The organisation has managed to locate at least 110 clients in the Nakuru showground, and in total AMPATH is treating more than 1,000 of its patients in camps across the Rift valley. It has opened a permanent site at the largest camp in Eldoret, which houses 14,000 people, and also runs a mobile clinic operating in several camps around the Rift Valley.

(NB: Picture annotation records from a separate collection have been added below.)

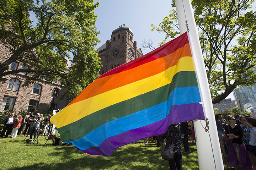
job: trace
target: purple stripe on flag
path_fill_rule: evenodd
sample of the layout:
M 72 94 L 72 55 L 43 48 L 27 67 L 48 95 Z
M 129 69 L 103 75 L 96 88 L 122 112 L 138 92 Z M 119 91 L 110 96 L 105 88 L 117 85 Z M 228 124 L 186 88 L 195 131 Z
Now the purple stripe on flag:
M 109 156 L 117 148 L 144 138 L 163 134 L 171 124 L 196 119 L 205 120 L 203 108 L 198 103 L 173 106 L 166 118 L 106 139 L 98 147 L 83 151 L 92 155 Z

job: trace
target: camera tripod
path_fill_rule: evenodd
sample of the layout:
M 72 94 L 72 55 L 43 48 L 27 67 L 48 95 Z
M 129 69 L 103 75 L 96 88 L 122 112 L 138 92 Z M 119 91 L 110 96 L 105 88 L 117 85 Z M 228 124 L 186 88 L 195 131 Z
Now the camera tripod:
M 31 134 L 31 132 L 32 132 L 32 131 L 33 130 L 33 129 L 34 128 L 35 129 L 36 129 L 36 128 L 37 128 L 37 129 L 38 132 L 37 132 L 37 135 L 36 138 L 36 139 L 35 139 L 34 140 L 33 140 L 33 144 L 34 144 L 34 143 L 36 142 L 36 141 L 37 141 L 37 144 L 38 144 L 38 137 L 39 137 L 39 128 L 36 128 L 36 127 L 34 127 L 34 126 L 33 126 L 33 127 L 32 127 L 32 128 L 31 128 L 31 130 L 30 130 L 30 132 L 29 133 L 28 133 L 28 134 L 27 135 L 27 136 L 26 136 L 26 137 L 25 138 L 25 139 L 24 139 L 23 140 L 23 142 L 24 142 L 24 141 L 25 141 L 25 140 L 26 140 L 26 138 L 27 138 L 27 136 L 28 136 L 28 135 L 30 135 L 30 134 Z M 35 129 L 34 130 L 36 130 L 36 129 Z M 33 136 L 33 134 L 32 134 L 32 136 Z
M 50 125 L 49 125 L 50 126 Z M 52 125 L 51 127 L 51 130 L 52 130 Z M 56 128 L 56 126 L 54 128 L 53 130 L 51 130 L 50 132 L 51 133 L 50 133 L 50 134 L 49 135 L 49 136 L 48 137 L 48 138 L 46 139 L 46 142 L 45 143 L 44 145 L 45 145 L 46 144 L 46 143 L 47 142 L 48 142 L 48 141 L 49 139 L 52 139 L 52 144 L 53 144 L 54 142 L 54 138 L 55 137 L 57 136 L 57 131 L 56 131 L 57 130 L 57 128 Z M 54 131 L 55 131 L 55 133 L 54 135 L 53 135 L 53 133 Z

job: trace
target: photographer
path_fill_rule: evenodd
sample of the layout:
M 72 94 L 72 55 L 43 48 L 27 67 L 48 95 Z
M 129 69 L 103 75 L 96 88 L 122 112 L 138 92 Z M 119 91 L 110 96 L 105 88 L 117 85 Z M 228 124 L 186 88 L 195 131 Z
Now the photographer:
M 38 130 L 40 126 L 40 123 L 41 122 L 42 118 L 40 116 L 40 113 L 37 113 L 36 116 L 34 116 L 32 117 L 32 121 L 33 121 L 33 127 L 32 130 L 30 132 L 30 139 L 32 139 L 33 134 L 34 133 L 33 140 L 35 140 L 37 136 L 38 133 Z

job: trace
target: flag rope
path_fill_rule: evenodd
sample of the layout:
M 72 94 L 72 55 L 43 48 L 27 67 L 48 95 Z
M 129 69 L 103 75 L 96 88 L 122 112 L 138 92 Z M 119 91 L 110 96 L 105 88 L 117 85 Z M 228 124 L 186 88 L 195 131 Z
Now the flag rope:
M 182 0 L 182 1 L 183 0 Z M 214 165 L 215 166 L 215 169 L 216 170 L 217 170 L 217 167 L 216 167 L 216 162 L 215 162 L 215 159 L 214 158 L 214 153 L 213 153 L 213 146 L 212 146 L 212 139 L 211 139 L 211 137 L 210 137 L 210 132 L 209 131 L 209 127 L 208 126 L 209 125 L 209 122 L 210 122 L 210 120 L 208 119 L 208 118 L 206 118 L 206 119 L 205 120 L 206 122 L 206 126 L 205 128 L 203 126 L 203 124 L 202 123 L 202 122 L 201 121 L 201 120 L 199 120 L 200 121 L 200 123 L 201 123 L 201 125 L 202 126 L 202 127 L 203 128 L 204 128 L 206 132 L 208 132 L 208 133 L 209 134 L 209 137 L 210 138 L 210 142 L 211 144 L 211 147 L 212 148 L 212 152 L 213 154 L 213 160 L 214 161 Z
M 189 28 L 188 28 L 188 24 L 187 23 L 187 16 L 186 15 L 186 12 L 185 11 L 185 7 L 184 6 L 184 2 L 183 2 L 183 0 L 182 0 L 182 4 L 183 4 L 183 10 L 184 11 L 184 14 L 185 14 L 185 18 L 186 19 L 186 27 L 187 27 L 187 31 L 189 32 L 190 30 Z

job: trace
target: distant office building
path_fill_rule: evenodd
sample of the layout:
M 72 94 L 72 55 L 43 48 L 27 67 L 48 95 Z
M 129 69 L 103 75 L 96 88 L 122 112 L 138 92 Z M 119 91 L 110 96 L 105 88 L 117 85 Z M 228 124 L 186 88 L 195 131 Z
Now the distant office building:
M 239 88 L 240 90 L 236 89 L 233 91 L 233 95 L 235 99 L 241 99 L 242 105 L 247 103 L 256 103 L 256 86 L 248 87 L 239 86 Z M 238 106 L 237 103 L 236 105 Z
M 252 71 L 256 73 L 256 69 Z M 242 102 L 241 105 L 244 106 L 246 104 L 256 103 L 256 85 L 252 87 L 238 87 L 239 89 L 234 90 L 233 91 L 233 95 L 236 101 L 236 105 L 238 106 L 236 99 L 241 99 Z M 245 108 L 244 108 L 246 109 Z
M 233 103 L 231 99 L 225 99 L 222 100 L 219 103 L 213 104 L 213 108 L 219 109 L 219 112 L 224 111 L 225 110 L 229 110 L 229 109 L 233 109 Z
M 256 103 L 246 103 L 244 105 L 244 109 L 248 112 L 250 112 L 254 116 L 255 116 L 256 111 Z

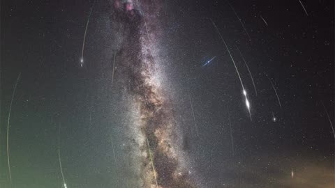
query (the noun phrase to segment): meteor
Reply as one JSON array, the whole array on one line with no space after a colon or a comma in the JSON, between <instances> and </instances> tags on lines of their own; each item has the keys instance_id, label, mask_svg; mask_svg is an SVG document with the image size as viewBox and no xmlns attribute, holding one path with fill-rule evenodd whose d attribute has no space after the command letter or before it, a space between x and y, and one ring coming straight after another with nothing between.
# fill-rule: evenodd
<instances>
[{"instance_id":1,"label":"meteor","mask_svg":"<svg viewBox=\"0 0 335 188\"><path fill-rule=\"evenodd\" d=\"M260 18L262 18L262 19L263 20L264 23L265 23L265 25L267 26L267 21L265 21L265 19L263 18L263 17L262 15L260 15Z\"/></svg>"},{"instance_id":2,"label":"meteor","mask_svg":"<svg viewBox=\"0 0 335 188\"><path fill-rule=\"evenodd\" d=\"M9 122L10 120L10 111L12 111L13 100L14 100L16 88L17 87L17 84L19 83L20 77L21 77L21 72L19 73L19 76L17 76L17 79L16 79L15 86L14 86L14 90L13 91L13 95L12 95L12 100L10 100L10 105L9 106L8 118L7 120L7 162L8 164L8 173L9 173L9 180L10 181L10 185L12 184L12 173L10 172L10 162L9 161Z\"/></svg>"},{"instance_id":3,"label":"meteor","mask_svg":"<svg viewBox=\"0 0 335 188\"><path fill-rule=\"evenodd\" d=\"M85 27L85 33L84 33L84 40L82 40L82 58L80 58L80 67L82 68L84 64L84 48L85 47L85 40L86 40L86 34L87 33L87 28L89 26L89 18L91 17L91 15L92 14L93 8L94 7L95 1L93 3L92 8L91 8L91 11L89 15L89 18L87 19L87 22L86 23Z\"/></svg>"},{"instance_id":4,"label":"meteor","mask_svg":"<svg viewBox=\"0 0 335 188\"><path fill-rule=\"evenodd\" d=\"M61 167L61 123L59 126L59 134L58 134L58 160L59 162L59 167L61 169L61 178L63 178L63 185L64 188L67 188L66 183L65 182L64 174L63 173L63 168Z\"/></svg>"},{"instance_id":5,"label":"meteor","mask_svg":"<svg viewBox=\"0 0 335 188\"><path fill-rule=\"evenodd\" d=\"M250 77L251 78L251 81L253 81L253 88L255 88L255 93L256 93L256 96L257 96L256 85L255 84L255 81L253 81L253 75L251 75L251 72L250 72L249 66L248 66L248 64L246 63L246 61L244 59L244 57L243 56L242 52L241 52L241 51L239 50L239 49L237 47L237 45L235 45L235 47L237 49L237 51L239 51L239 54L241 55L241 57L242 58L242 60L244 62L244 64L246 65L246 68L248 69L248 71L249 72L249 75L250 75Z\"/></svg>"},{"instance_id":6,"label":"meteor","mask_svg":"<svg viewBox=\"0 0 335 188\"><path fill-rule=\"evenodd\" d=\"M274 93L276 93L276 96L277 97L277 100L278 100L278 103L279 104L279 107L281 107L281 109L283 109L282 107L281 107L281 100L279 100L279 97L278 96L277 91L276 90L276 88L275 88L274 86L274 83L272 83L272 81L271 81L271 79L267 77L267 75L265 75L267 76L267 79L268 79L269 81L270 81L271 85L272 86L272 88L274 89Z\"/></svg>"},{"instance_id":7,"label":"meteor","mask_svg":"<svg viewBox=\"0 0 335 188\"><path fill-rule=\"evenodd\" d=\"M239 81L241 82L241 86L242 86L243 95L245 97L245 103L246 103L246 108L248 109L248 111L249 112L250 119L252 120L251 113L250 111L250 102L248 100L247 93L246 93L246 90L244 89L244 86L243 85L242 79L241 79L241 76L239 75L239 70L237 69L237 67L236 66L235 61L234 61L234 58L232 58L232 54L230 53L230 50L229 50L228 46L227 45L227 43L225 43L225 41L223 39L223 38L222 37L222 35L220 33L220 31L218 31L218 29L216 26L216 25L215 24L214 22L213 22L213 20L211 19L211 19L211 23L214 26L215 29L216 29L216 31L218 32L218 35L220 36L220 38L221 38L222 42L223 42L223 44L225 44L225 47L227 49L227 51L228 52L229 56L230 56L230 59L232 60L232 63L234 64L234 67L235 68L236 72L237 73L237 76L239 77Z\"/></svg>"},{"instance_id":8,"label":"meteor","mask_svg":"<svg viewBox=\"0 0 335 188\"><path fill-rule=\"evenodd\" d=\"M190 100L191 109L192 110L192 116L193 116L194 127L195 128L195 132L197 132L197 136L199 136L199 131L198 130L197 123L195 121L195 116L194 116L193 105L192 104L192 100L191 100L190 93L188 93L188 99Z\"/></svg>"},{"instance_id":9,"label":"meteor","mask_svg":"<svg viewBox=\"0 0 335 188\"><path fill-rule=\"evenodd\" d=\"M273 122L276 122L277 121L277 118L276 118L276 116L274 116L274 112L272 112L272 121Z\"/></svg>"},{"instance_id":10,"label":"meteor","mask_svg":"<svg viewBox=\"0 0 335 188\"><path fill-rule=\"evenodd\" d=\"M117 56L117 54L114 52L114 60L113 60L113 72L112 72L112 84L113 84L114 81L114 72L115 70L115 56Z\"/></svg>"},{"instance_id":11,"label":"meteor","mask_svg":"<svg viewBox=\"0 0 335 188\"><path fill-rule=\"evenodd\" d=\"M332 127L332 130L333 131L334 139L335 139L335 132L334 131L334 130L333 123L332 123L332 120L330 119L329 114L328 114L328 111L327 111L326 107L325 107L325 104L323 104L323 102L322 102L322 104L323 109L325 109L325 112L327 114L327 117L328 118L328 120L329 121L330 127Z\"/></svg>"},{"instance_id":12,"label":"meteor","mask_svg":"<svg viewBox=\"0 0 335 188\"><path fill-rule=\"evenodd\" d=\"M248 38L249 38L249 41L251 41L251 38L250 38L249 33L248 33L248 31L246 31L246 28L244 27L244 24L243 24L242 20L241 19L241 18L239 18L239 15L238 15L237 13L236 13L235 9L234 9L234 8L232 8L232 6L230 5L230 3L229 3L228 1L227 1L227 3L228 3L228 5L229 5L229 6L230 7L230 8L232 8L232 11L234 11L234 13L235 14L236 17L237 17L237 19L239 19L239 23L241 23L241 25L242 26L243 29L244 30L244 32L246 32L246 34L248 36Z\"/></svg>"},{"instance_id":13,"label":"meteor","mask_svg":"<svg viewBox=\"0 0 335 188\"><path fill-rule=\"evenodd\" d=\"M305 11L306 15L308 16L308 13L307 13L307 10L306 10L305 6L304 6L304 4L302 3L302 1L299 0L299 2L300 4L302 5L302 8L304 8L304 10Z\"/></svg>"},{"instance_id":14,"label":"meteor","mask_svg":"<svg viewBox=\"0 0 335 188\"><path fill-rule=\"evenodd\" d=\"M112 148L113 149L114 161L115 162L115 164L117 164L117 157L115 155L115 149L114 148L113 143L112 143Z\"/></svg>"},{"instance_id":15,"label":"meteor","mask_svg":"<svg viewBox=\"0 0 335 188\"><path fill-rule=\"evenodd\" d=\"M216 56L214 56L212 58L211 58L211 59L209 59L209 61L207 61L206 62L206 63L204 63L204 65L202 65L202 67L204 67L204 66L209 65L209 64L211 62L211 61L214 60L214 58L216 58Z\"/></svg>"},{"instance_id":16,"label":"meteor","mask_svg":"<svg viewBox=\"0 0 335 188\"><path fill-rule=\"evenodd\" d=\"M150 145L149 144L149 140L147 138L147 143L148 143L149 155L150 157L150 161L151 161L152 171L154 171L154 176L155 177L156 186L156 187L158 187L158 183L157 182L157 176L156 176L156 173L155 170L155 165L154 164L154 160L152 159L151 150L150 150Z\"/></svg>"}]
</instances>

MSF opened a free hotline in January to enable its displaced patients to find their nearest health centre and get advice on treatment. “The hotline has not done as well as we expected – we are getting between 10 and 15 calls a day,” said Ian Van Engelgen, MSF’s medical coordinator. “However, our people on the ground are saying this is likely to be because there is not really a shortage of drugs on the ground and other organisations have filled gaps in treatment.”
He added that nevertheless, MSF would continue to distribute publicity material about the hotline to ensure people had the information they needed.
Van Engelgen also noted that while it was helpful that patients were able to access their medication wherever they were, there was a need for them to return to their original service providers, who were aware of their history and their specific issues.
“People might be receiving care, but is it the appropriate care?” he said. “Many patients have joined new centres and left their patient files behind so issues such as lab monitoring and other issues of chronic illness management are ignored…it is the same for patients on TB medication.”
AMPATH’s Chesoli also said AMPATH’s goal was to get as many patients back under the organisation’s care as early as possible. “Certainly this crisis has taught us some lessons; we need to be better prepared for such an eventuality, and forge a response mechanism in the face of crisis so we are not left in the situation we were this time.”
According to the National AIDS Control Council, at least 15,000 out of the original 600,000 people initially displaced by the violence were HIV-positive. By late February, fewer than half of them had access to treatment, but analysts now say most patients are back on their medication.